Learning to get rid of a mindset of viewing food as "good" or "bad", eating with another person, and reminding myself that I deserve to eat and feel good has helped me improve immensely. Though there are still days where I pick myself apart in front of a mirror or "accidentally" skip meals, I am in a much healthier place knowing that whether I eat is not dependent on how much I've exercised or how many calories I will intake. That will all vary day to day, and your weight and body will vary too. It's natural, beautiful, and a part of growing up.

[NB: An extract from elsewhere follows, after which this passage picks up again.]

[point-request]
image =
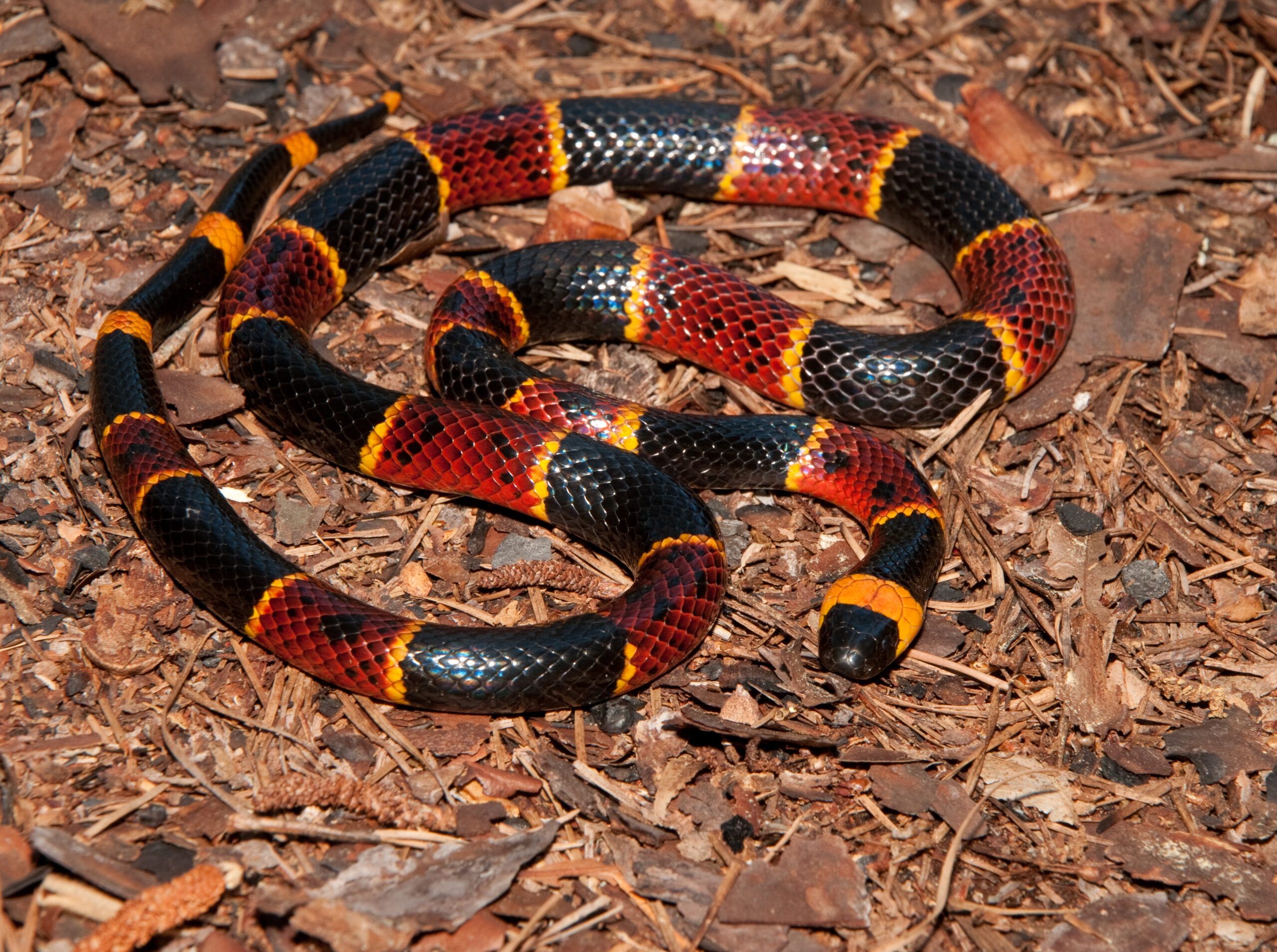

While this is much easier said than done, we need to start to embrace change. We won't always look the same as we did a year ago, or maybe even a month ago, and that's okay. Our jean size does not define our body, and clothes are meant to fit you, not the other way around. I am the heaviest I've ever been, but I am more confident than I ever have been as well. Weight and beauty are not correlated, and insecurities are not insecurities unless you make them ones.
Self-love is a life-long process that I am just beginning. Don't be too hard on yourself, and don't forget that it will get better, but it starts with yourself. Your body is yours to take care of, yours to nourish, and yours alone. It has been with you through so much, and it will continue to be yours to love.